Broadening the Nicotiana benthamiana research toolbox through the generation of dicer-like mutants using CRISPR/Cas9 approaches

Abstract

RNA silencing in plants plays a pivotal role in various biological processes, including development, epigenetic modifications and stress response. Key components of this network are Dicer-like (DCL) proteins. Nicotiana benthamiana encodes four DCLs, each responsible for the generation of distinct small RNA (sRNA) populations, which regulate different functions. However, elucidating the precise role of each DCL has been proven challenging, as overlapping functions exist within DCLs. In our present study, we have successfully generated dcl2, dcl3 and dcl4 homozygous mutants, employing two different CRISPR/Cas9 approaches. The first approach is based on a transgene-mediated delivery of the single-guide RNA (sgRNA), while the second approach employs a viral vector for sgRNA delivery. By utilizing a suite of screening techniques, including polymerase chain reaction (PCR), T7 endonuclease I (T7E1) assay, high-resolution melt analysis (HRMA) and DNA sequencing, we successfully generated dcl2, dcl3 and dcl4 homozygous mutants harboring identical mutations in every allele.
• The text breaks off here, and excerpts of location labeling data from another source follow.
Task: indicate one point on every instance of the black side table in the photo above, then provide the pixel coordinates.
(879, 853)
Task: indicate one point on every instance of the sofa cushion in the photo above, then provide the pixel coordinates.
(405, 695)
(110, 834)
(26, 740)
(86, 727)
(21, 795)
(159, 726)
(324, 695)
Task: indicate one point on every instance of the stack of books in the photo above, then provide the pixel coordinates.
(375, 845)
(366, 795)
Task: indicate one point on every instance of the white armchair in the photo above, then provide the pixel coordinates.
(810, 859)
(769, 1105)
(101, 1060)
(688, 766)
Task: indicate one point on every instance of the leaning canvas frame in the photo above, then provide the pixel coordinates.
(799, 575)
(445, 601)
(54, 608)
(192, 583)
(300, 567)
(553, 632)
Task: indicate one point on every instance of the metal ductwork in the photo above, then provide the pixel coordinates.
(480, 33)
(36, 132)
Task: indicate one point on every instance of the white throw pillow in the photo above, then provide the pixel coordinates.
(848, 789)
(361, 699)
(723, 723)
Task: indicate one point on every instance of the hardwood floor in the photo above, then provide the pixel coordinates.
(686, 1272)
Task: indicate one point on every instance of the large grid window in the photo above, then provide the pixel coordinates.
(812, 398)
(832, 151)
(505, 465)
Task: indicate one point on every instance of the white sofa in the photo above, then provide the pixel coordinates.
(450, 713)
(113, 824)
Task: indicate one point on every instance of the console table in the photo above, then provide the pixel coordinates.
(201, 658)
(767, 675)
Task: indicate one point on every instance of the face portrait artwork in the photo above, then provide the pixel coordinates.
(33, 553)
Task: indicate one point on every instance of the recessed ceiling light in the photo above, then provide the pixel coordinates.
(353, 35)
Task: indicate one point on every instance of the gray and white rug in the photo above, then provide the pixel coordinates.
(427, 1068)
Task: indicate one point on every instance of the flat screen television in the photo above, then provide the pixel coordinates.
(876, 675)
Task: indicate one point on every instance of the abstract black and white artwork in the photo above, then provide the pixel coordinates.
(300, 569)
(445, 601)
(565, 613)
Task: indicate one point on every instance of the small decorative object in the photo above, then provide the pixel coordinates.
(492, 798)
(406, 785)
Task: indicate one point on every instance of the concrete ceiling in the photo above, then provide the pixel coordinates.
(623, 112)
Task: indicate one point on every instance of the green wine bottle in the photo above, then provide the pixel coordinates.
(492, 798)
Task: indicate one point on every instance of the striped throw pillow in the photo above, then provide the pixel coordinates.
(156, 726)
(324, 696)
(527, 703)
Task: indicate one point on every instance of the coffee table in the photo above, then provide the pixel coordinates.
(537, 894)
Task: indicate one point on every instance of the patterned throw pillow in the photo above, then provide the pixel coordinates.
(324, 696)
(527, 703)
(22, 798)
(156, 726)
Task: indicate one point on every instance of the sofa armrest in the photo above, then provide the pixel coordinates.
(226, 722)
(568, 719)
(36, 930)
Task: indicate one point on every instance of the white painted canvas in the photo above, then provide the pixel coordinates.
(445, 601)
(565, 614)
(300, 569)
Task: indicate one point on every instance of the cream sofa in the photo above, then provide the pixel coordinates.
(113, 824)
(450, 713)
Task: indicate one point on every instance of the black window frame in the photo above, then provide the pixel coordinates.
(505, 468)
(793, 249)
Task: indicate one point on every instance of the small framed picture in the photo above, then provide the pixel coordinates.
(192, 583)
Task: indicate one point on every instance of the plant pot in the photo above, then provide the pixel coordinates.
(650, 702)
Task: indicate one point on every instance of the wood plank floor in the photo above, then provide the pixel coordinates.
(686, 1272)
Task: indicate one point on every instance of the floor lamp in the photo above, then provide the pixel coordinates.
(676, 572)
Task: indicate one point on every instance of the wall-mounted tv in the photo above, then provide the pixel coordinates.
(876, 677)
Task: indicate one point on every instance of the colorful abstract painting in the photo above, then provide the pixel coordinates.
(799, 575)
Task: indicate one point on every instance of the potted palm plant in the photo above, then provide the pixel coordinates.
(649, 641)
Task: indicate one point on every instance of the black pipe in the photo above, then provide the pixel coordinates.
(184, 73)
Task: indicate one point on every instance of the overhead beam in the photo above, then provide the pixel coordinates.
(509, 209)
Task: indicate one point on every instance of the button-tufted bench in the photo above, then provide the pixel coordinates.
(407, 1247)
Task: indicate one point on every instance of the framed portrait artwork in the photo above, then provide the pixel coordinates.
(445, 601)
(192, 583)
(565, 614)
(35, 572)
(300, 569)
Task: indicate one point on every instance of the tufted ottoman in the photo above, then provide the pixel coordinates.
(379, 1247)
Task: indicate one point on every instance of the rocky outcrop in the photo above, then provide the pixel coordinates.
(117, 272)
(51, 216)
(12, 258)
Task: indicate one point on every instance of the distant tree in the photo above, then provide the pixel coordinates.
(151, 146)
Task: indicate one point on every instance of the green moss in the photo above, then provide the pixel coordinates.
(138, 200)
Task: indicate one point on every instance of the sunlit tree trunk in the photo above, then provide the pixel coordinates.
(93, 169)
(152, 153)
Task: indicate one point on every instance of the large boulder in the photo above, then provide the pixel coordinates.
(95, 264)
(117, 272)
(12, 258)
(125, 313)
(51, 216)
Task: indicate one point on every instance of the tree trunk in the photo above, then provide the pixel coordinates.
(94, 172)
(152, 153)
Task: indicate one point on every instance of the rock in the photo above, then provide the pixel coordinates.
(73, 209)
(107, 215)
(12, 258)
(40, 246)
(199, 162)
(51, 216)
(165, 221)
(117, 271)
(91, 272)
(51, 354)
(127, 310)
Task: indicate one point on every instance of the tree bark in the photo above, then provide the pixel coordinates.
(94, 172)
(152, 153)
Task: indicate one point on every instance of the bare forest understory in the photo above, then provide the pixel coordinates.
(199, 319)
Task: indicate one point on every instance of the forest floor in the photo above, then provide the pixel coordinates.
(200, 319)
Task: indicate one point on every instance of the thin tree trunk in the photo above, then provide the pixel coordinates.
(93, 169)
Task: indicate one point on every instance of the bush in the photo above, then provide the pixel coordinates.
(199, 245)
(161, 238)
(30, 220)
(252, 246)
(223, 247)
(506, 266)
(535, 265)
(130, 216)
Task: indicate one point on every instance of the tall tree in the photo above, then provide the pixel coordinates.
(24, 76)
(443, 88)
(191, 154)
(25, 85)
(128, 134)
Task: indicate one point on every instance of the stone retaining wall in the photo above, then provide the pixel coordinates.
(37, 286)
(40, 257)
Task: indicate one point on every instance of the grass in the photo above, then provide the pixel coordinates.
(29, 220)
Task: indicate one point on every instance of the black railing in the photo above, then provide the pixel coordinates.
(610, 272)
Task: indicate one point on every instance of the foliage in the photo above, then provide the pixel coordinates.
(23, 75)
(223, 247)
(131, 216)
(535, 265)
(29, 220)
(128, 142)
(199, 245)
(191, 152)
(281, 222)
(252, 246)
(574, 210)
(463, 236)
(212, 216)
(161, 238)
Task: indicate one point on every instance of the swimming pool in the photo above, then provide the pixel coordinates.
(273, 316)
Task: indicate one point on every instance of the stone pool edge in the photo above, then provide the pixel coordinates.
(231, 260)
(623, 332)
To evaluate these dcl mutants, we examined their sRNA profiles and phenotypes. We further have indications that homozygous mutations of a gene do not always lead to the desired loss-of-function, highlighting the importance of mutant evaluation. dcl mutants represent invaluable tools to explore how overlapping silencing pathways are connected to essential plant functions, including development, stress responses and pathogen defense. Additionally, they hold potential for biotechnological applications, such as crop improvement and gene silencing tools. We anticipate that our study will make significant contributions to enhance understanding of the role of DCLs in plants.